An outsider seeing this will fail to recognise the real issues that cause this.
First, all slum areas mostly comprise people who are struggling with poverty. As such, any form of trade that promises to bring home easy money will be welcome. Drugs and prostitution become a go-to zone for boys and girls respectively. In other words, women in Kibera engage in sex as an economic activity.
Another reason is the socialisation process. Children are socialised into prostitution at tender ages. Some mothers in the trade are ready to offer their daughters to 'clients' to increase the family's income. When she has overwhelming clients she cannot satisfy, the daughter comes in. Moreso, men would prefer to go with these young girls for a higher price.
Also, sex is not a big taboo in the slums. Parents start teaching sex education to their kids at very tender ages.

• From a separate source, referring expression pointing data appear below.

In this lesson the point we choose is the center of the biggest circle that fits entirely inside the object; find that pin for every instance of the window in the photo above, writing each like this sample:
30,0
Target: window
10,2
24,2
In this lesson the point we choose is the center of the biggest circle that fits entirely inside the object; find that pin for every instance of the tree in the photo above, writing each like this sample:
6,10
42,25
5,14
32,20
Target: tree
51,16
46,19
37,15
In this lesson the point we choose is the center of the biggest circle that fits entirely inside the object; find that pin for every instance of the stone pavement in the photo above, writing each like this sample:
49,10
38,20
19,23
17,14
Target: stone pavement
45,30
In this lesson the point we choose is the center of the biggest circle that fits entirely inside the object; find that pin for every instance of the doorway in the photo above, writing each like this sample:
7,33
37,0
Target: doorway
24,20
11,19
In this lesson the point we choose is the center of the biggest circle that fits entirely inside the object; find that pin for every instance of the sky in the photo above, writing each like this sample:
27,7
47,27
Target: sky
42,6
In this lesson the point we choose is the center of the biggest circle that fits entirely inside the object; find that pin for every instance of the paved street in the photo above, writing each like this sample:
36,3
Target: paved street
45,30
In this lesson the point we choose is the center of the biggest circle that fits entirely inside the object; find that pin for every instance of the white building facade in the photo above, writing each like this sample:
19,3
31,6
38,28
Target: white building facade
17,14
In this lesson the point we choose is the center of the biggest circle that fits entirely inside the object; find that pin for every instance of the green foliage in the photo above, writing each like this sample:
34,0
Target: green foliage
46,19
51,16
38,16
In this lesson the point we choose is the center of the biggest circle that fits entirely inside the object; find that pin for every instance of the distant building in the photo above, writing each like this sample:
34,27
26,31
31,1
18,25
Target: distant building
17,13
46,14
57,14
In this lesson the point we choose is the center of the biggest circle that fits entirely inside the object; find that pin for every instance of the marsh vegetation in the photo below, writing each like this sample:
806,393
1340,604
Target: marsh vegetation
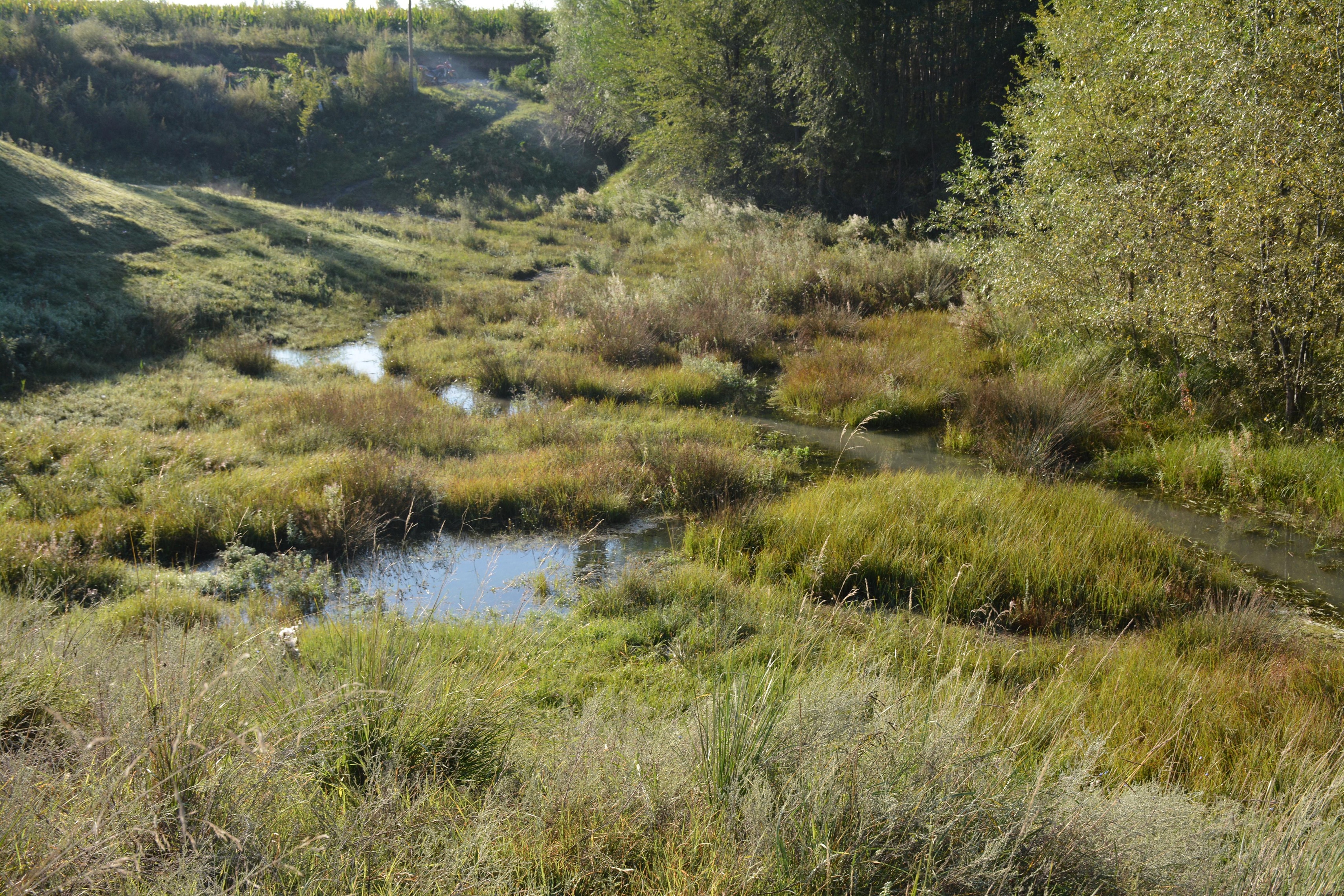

This means that at such ages like 10 or thereby, the children are already sexually active. If therefore in the future their situation grows tough and the only option is sex trade, they already have enough 'experience'.
Because their friends are already in the trade, young girls will start aping what they do. Among friends who walk together, the trade is likely to be passed from one person to another easily.
If authorities want to combat the problem in Kibera, they must first be cognisant of the above factors. Carrying out anti-prostitution campaigns is not enough. We must create jobs for the youths and send children to school to keep them away from the culture.